リンクとナビィがやいやい言い合っている横で、あまり彼を からかわないでと言ったのに……と呆れ気味のカヤノ。
しかしふとさっきのナビィの言葉が気になり、訊ねてみる事に。


「ナビィ。あなたモンスターの事をよく知っていたみたいだけど、あれはどういう事なの?」

「さっきの? あれはデクの樹サマから譲り受けた力よ。覚えてないかな。デクの樹サマが亡くなる前、ワタシに……」


言われて思い出した。
確かデクの樹は、神から授かった力の一部を託すとか言っていた。
どうやらモンスターの事が分かるようになる能力だったらしい。
この力はきっと、これから先 大いに役立つだろう。

しかしそこで、自分には何が出来るだろうと考えが浮かんでしまった。
パチンコでの援護もたいした事は出来ないし、カヤノが持っている巫女の力は、傷や病を癒やしたり出来るものではない。
出来る事と言えば……。


「……あ」


ふと。
ふと今、自分が持つ力の一つを思い出した。
この力をリンクに発揮するのは まずいのではないかと。
もしかして今、リンクが一人でモンスターに向かって行ったのは、自分が無意識のうちにリンクに対し力を発揮していたのではないかと。

カヤノ達 巫女の一族が持つ力の一つ、それは悪い考えを抑制する力。
“悪い”というのは悪だくみの事ではなく、言わばマイナス思考の事。
どうしても嫌な考えが浮かんでしまい、単なる想像で本気の恐怖に震える者は少なくない。
そんな者の心が軽くなるよう、悪い事が起こるような想像ばかりしてしまうマイナス思考を抑制する。

そうすれば相手は単なる想像でしかない“悪い事”を考える事が激減し、何かに挑戦し易くなったり日常を過ごし易くなったりする。
危機管理能力まで奪ってはいけないので、飽くまでマイナス思考により日常や行動に支障が出るような相手にのみ使うのだが。

不安や恐怖心を和らげてしまうそれは、敵と戦わねばならないリンクに使うには危険だろう。
彼が敵に怯えているならまだしも、そういう事は今の所 無いのだし。
怯えてもいない彼から、誰もが持つ不安や恐怖心を奪い去ってしまえば、今 一人で敵に立ち向かったような無茶が増えるかもしれない。

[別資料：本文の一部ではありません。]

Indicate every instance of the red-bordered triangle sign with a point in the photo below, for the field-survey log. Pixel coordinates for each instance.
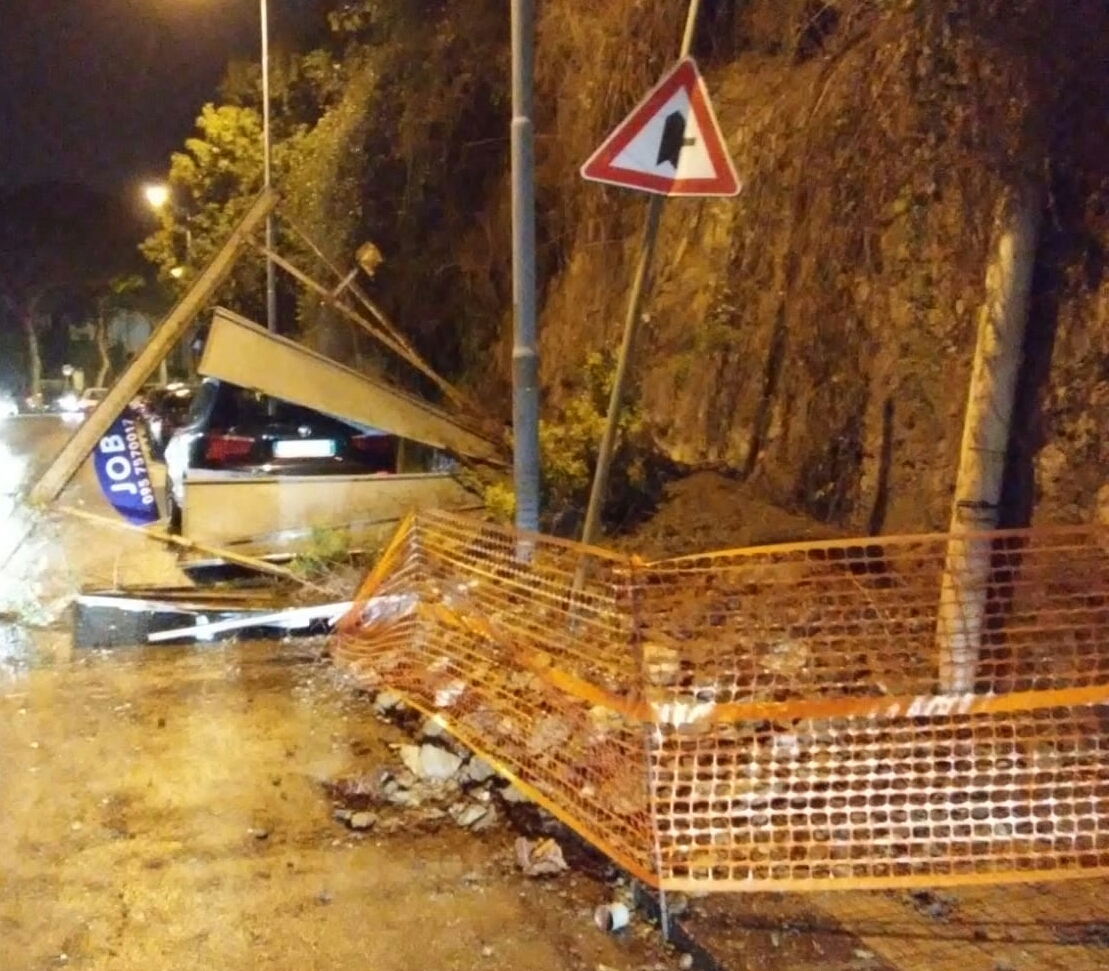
(670, 144)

「(もしかして一昨日、宿で落ち込んだリンクにも……)」


城下町の宿で、故郷やデクの樹を恋しがり寂しさで落ち込んだリンク。
そんな彼を抱き締めて慰めたカヤノだが、彼は泣く事も無く割とすぐ立ち直った。
あの時も、自分がリンクの心から不安などを消してしまったのだろう。

自分の力は、元から勇気溢れる彼には邪魔でしかないのかもしれない。
無茶を誘発する上に落ち込む事すら許さないのだから。
そう考えてカヤノの気は滅入ってしまいそうだった。


「(この力は駄目ね。リンクの役に立ちそうにない)」


何か他の力で役立ちそうなものを……と考えていたら足が止まっていたらしく、割と上の方から おーい、とリンクの声が掛かる。
今は考えるのは後にして、炎の精霊石探しに集中する事にした。



デスマウンテンを登り続けてだいぶ標高の高い所まで来た。
つづら折りになっている道を上ると、道端に巨大な岩が落ちているのに気付く。


「うわっ、こんな大きな岩が落ちて来るんだ!」

「頭上には気を付けないとね。小石がパラパラ落ちて来るような事があったら……」


カヤノが言いかけた瞬間、突然その岩が動いた。
バッと飛び退った二人は武器を構えて臨戦態勢。
岩は暫く微動していたが、やがてムクリと起き上がる。

……そう、起き上がった。
それは、まさに岩のような体に頭が乗っかり、手足が生えた生物。
体は大きいが瞳がつぶらで顔は可愛らしい印象。
何となく悪意を感じなかったカヤノは、声を掛けてみた。


「突然すみません。あなたは……」

「オラかい? オラはデスマウンテンに住んでるゴロン族だゴロ」

「ゴロン族!」


炎の精霊石を持っている種族だ。
ハイラル王家に頼まれ精霊石を探している事を伝えると、それは族長のダルニアが持っている筈だと言う。
親切な彼に案内して貰い、カヤノ達はゴロン族の住むゴロンシティへ足を踏み入れた。

山の中腹辺りの洞窟に作られたゴロンシティ。
中はそれなりの広さで、特に深さがある。
その最下層にダルニアが居るらしいので行ってみたカヤノ達。

他のゴロンより大きな体に筋肉質な太い腕。
瞳は他と同じでつぶらなのに、どこか威厳を感じる佇まい。
族長ダルニアに会う事は出来たが、どうにも彼の機嫌が悪い。


「あ、あの……」

「何だ何だ何だ! 王家の使者が来たと聞いたからどんな奴かと思えば、ガキンちょじゃないか! このダルニア様も甘く見られたもんゴロ!」

「ガキって何だよ、オレ達はちゃんと王家から命を受けて……」

「もう完全にヘソ曲げたゴロ、とっとと帰れゴロ!」

「話聞いてよっっ!」


リンクとダルニアがやいやい言い合っている。
それを少し離れた所で遠巻きに見ていたカヤノとナビィだが、このままでは埒があかない。


「カヤノ、あれどうしよう」

「とにかく落ち着いて貰わないと駄目ね」


何とかしてダルニアを宥められないか。
方法を考えていたカヤノは、ふとコキリの森での出来事を思い出した。
レリーフの素材を探しに入り込んだ迷いの森で、モンスターに襲われた自分をサリアが助けてくれた。
あの時サリアはオカリナで歌を吹いて、モンスターを大人しくさせていた筈……。